# Kernel/Range basis

1. Apr 30, 2010

### newtomath

L: R^4 => R^3 is defined by L(x,y,z,w) = (x+y, z+w, x+z)

A) Find a basis for ker L

We can re write L(x,y,z,w) as x* (1,01) + y *(1,0,0) + z*(0,1,1) + w*(0,1,0).
I then reduced it to row echelon form

We now have the equations X-W=0 , Y+W=0, Z+W=0.

There are infinitely many solutions as X=W, Y= -W and Z=-W. So if we set W=1 we have

the basis for the kernel=Vector(1,-1, -1,1)

B) find a basis for range L

Given
L(x,y,z,w) = (x+y, z+w, x+z)

We can re write L(x,y,z,w) as x* (1,01) + y *(1,0,0) + z*(0,1,1) + w*(0,1,0).
S= {(1,01) ,(1,0,0) ,(0,1,1),(0,1,0)} It spans L.

To find the basis for L we set {x* (1,01) + y *(1,0,0) + z*(0,1,1) + w*(0,1,0)} = 0,0,0

I reduced it and the leading one's appear in the first 3 columns of the reduced form, the first 3 vectors in the original matrix became a basis for the range of L
They are:
Vector( {(1, (0, (1})
,
Vector( 1, 0, 0})
,
Vector( 0, 0, 1})

C) verify theorem 10.7 (dim(KerL) + dim(rangeL) = dim V

The dim can be viewed as the # of vectors in of the Ker/range.

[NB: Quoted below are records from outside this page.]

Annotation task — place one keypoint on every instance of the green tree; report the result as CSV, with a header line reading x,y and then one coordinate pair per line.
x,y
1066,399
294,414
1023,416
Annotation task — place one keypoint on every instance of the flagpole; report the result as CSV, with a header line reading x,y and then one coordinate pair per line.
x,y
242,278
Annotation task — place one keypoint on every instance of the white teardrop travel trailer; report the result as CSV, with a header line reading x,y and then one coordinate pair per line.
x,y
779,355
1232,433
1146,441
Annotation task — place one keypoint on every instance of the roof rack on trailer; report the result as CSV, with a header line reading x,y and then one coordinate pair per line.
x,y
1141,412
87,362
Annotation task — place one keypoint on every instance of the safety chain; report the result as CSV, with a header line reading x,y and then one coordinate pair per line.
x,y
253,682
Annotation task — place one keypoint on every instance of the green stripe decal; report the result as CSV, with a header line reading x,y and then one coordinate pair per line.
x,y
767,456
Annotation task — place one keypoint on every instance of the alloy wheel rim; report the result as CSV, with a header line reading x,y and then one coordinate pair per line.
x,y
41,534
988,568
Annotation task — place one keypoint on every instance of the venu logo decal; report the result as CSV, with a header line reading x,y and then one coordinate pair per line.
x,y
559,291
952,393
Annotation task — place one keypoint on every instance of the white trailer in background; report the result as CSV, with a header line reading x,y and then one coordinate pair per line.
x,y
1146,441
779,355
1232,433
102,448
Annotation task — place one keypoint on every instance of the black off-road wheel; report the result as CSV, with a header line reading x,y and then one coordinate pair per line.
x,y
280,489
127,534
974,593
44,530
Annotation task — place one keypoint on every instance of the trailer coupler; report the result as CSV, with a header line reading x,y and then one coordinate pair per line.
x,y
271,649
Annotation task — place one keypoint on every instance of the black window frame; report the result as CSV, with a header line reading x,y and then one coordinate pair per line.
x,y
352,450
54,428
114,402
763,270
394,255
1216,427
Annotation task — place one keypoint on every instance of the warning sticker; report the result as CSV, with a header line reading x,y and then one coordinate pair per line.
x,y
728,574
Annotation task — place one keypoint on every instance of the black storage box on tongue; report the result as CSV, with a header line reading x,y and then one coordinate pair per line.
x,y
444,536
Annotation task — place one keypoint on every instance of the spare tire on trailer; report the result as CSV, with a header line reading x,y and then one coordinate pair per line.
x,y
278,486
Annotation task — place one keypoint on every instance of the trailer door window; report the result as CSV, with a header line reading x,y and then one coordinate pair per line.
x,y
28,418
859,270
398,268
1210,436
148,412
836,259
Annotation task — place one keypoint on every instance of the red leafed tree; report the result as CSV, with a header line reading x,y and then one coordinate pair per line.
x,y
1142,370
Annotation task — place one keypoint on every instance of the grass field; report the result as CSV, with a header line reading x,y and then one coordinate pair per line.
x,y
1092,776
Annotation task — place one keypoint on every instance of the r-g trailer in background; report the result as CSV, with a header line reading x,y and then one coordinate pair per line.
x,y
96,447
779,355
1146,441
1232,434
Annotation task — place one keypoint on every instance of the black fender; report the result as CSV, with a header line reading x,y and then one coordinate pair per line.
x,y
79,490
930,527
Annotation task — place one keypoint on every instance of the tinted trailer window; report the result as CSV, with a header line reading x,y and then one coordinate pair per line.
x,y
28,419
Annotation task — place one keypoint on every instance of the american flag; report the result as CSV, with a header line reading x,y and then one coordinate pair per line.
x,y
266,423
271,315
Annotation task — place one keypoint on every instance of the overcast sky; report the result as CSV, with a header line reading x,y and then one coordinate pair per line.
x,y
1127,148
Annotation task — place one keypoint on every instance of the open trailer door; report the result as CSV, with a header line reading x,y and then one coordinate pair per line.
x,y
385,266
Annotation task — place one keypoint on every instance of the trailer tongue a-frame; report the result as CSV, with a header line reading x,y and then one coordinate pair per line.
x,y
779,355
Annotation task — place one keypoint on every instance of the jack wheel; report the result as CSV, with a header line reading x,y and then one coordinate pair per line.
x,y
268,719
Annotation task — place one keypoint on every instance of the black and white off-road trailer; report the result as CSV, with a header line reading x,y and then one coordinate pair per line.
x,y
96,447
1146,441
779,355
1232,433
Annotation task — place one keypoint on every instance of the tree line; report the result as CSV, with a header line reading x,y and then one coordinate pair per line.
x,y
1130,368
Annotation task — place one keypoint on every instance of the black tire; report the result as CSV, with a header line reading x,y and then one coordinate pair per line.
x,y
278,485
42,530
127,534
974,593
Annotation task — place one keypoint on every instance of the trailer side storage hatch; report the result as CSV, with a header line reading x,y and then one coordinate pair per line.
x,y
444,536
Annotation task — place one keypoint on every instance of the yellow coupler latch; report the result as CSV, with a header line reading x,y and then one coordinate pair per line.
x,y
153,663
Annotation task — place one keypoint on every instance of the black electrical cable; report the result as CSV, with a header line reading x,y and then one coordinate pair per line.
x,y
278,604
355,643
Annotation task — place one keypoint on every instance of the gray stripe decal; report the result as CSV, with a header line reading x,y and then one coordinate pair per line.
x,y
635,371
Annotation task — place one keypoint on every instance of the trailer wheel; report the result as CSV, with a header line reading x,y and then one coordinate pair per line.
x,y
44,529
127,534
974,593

Given (dim(KerL) + dim(rangeL) = dim V we have 1+3=4, which is the number of dimensions in the original space (L(x,y,z,w)).

2. Apr 30, 2010

### Staff: Mentor

3. Apr 30, 2010

### newtomath

I forgot to type it. I believe A and B to be correct, but is my explanantion in C suffice?

4. Apr 30, 2010

### Staff: Mentor

Sure, it's fine, and the other parts are fine also.